For dedicated connections, plan for 4—12 weeks. AWS processes the request within 72 hours and provides the Letter of Authorization. The remaining time depends on your colocation provider's cross-connect queue. Hosted connections from DX Partners can be provisioned in days to 2 weeks since the physical infrastructure already exists.

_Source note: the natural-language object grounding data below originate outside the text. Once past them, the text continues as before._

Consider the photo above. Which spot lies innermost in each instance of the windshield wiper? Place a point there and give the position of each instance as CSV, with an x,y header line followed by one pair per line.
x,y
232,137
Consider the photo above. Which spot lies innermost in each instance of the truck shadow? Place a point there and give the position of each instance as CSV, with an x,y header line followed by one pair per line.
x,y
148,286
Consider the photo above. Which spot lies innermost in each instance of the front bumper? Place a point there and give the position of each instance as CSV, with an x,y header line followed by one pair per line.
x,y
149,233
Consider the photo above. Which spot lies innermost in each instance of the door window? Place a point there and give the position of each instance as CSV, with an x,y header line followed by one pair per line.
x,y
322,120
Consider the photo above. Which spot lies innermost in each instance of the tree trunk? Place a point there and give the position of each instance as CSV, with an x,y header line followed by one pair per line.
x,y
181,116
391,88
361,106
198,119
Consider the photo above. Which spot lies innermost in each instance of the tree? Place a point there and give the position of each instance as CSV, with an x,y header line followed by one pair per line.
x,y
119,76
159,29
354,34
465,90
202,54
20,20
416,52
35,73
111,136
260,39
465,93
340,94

Does Direct Connect provide 99.99% availability?
A single Direct Connect connection does not have a 99.99% SLA. To achieve 99.99% availability, you need two or more dedicated connections at two separate DX locations. AWS provides the Direct Connect Resiliency Toolkit in the console to verify your architecture meets the target resiliency level.

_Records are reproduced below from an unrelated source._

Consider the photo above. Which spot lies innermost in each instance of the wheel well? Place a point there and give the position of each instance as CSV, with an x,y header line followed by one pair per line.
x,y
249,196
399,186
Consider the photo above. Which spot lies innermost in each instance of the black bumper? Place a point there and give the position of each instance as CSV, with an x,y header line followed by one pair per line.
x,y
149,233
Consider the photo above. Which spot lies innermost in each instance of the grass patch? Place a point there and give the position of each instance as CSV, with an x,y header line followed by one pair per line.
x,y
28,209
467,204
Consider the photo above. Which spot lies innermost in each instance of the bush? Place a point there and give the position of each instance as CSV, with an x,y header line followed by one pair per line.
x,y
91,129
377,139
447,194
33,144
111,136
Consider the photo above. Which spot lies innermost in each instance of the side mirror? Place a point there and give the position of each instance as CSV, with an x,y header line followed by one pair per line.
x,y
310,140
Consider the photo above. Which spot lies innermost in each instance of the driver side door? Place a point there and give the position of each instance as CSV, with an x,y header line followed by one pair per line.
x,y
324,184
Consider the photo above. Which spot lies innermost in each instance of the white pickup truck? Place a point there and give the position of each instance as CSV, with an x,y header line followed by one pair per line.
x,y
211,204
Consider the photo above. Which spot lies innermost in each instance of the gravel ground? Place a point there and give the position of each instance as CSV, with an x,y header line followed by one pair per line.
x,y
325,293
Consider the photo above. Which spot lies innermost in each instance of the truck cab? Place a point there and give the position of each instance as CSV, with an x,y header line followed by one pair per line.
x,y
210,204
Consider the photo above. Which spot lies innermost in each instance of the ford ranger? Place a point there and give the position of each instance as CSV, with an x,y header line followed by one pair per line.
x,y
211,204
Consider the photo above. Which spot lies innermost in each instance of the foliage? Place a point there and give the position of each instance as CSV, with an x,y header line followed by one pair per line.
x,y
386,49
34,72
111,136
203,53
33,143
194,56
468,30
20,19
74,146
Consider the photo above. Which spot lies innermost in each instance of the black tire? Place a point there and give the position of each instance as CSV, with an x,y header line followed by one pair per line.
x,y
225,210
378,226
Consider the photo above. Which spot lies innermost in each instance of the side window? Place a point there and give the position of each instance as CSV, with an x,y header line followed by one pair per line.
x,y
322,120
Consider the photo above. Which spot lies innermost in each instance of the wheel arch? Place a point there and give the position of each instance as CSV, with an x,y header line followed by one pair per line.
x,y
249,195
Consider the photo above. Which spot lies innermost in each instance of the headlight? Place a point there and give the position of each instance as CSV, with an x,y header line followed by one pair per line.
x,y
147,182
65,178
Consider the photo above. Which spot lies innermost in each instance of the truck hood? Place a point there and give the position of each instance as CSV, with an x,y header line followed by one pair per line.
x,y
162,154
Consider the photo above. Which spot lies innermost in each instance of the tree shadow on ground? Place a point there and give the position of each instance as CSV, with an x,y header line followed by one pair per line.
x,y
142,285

Can I use Direct Connect to connect to multiple AWS accounts?
Yes. A Direct Connect Gateway can be shared across multiple AWS accounts using Resource Access Manager (RAM). A DX connection in one account can serve VPCs in other accounts through a shared DXGW. This is the standard enterprise pattern — a central networking account owns the DX connections and shares access to other business unit accounts.
What is MACsec and when do I need it?
MACsec (IEEE 802.1AE) provides Layer 2 encryption on the physical link between your router and the AWS DX device. It encrypts all traffic before it enters the AWS network fabric. MACsec is available on dedicated 10 Gbps and 100 Gbps connections at supported locations. Use it when your compliance requirements mandate encryption at the physical/link layer, not just at the application layer.
How does Direct Connect pricing compare to Transit Gateway charges?
If you use a Transit VIF with Direct Connect Gateway and Transit Gateway, you pay: DX port hours + DX data transfer rates + TGW attachment fee (~$0.05/hr per attachment) + TGW data processing ($0.02/GB). For a large enterprise with many VPCs, this model still saves significantly over internet data transfer costs, and the operational simplicity of a single VIF serving all VPCs justifies the TGW overhead.